A Variational Approach for Approximating Bayesian Networks by Edge Deletion
This work addresses computational challenges in Bayesian network inference for AI and machine learning applications, but it is incremental as it builds on prior methods for edge deletion and parameter optimization.
The paper tackles the problem of approximate inference in Bayesian networks by deleting edges to reduce treewidth, proposing a new method to determine auxiliary parameters by optimizing KL-divergence between original and approximate networks. It shows that this approach relates to iterative belief propagation (IBP) and its generalizations, and applies to inference problems like MAP and nonmyopic value of information.

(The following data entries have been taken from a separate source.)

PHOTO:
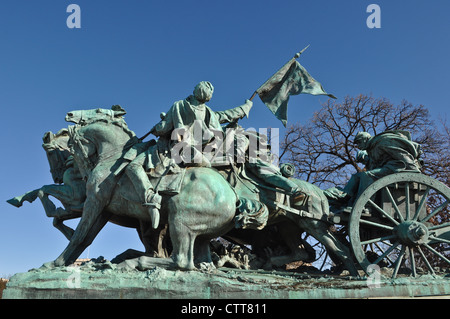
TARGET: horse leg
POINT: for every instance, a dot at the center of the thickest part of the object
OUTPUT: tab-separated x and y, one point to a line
319	230
183	243
29	197
202	252
91	222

We consider in this paper the formulation of approximate inference in Bayesian networks as a problem of exact inference on an approximate network that results from deleting edges (to reduce treewidth). We have shown in earlier work that deleting edges calls for introducing auxiliary network parameters to compensate for lost dependencies, and proposed intuitive conditions for determining these parameters. We have also shown that our method corresponds to IBP when enough edges are deleted to yield a polytree, and corresponds to some generalizations of IBP when fewer edges are deleted. In this paper, we propose a different criteria for determining auxiliary parameters based on optimizing the KL-divergence between the original and approximate networks. We discuss the relationship between the two methods for selecting parameters, shedding new light on IBP and its generalizations. We also discuss the application of our new method to approximating inference problems which are exponential in constrained treewidth, including MAP and nonmyopic value of information.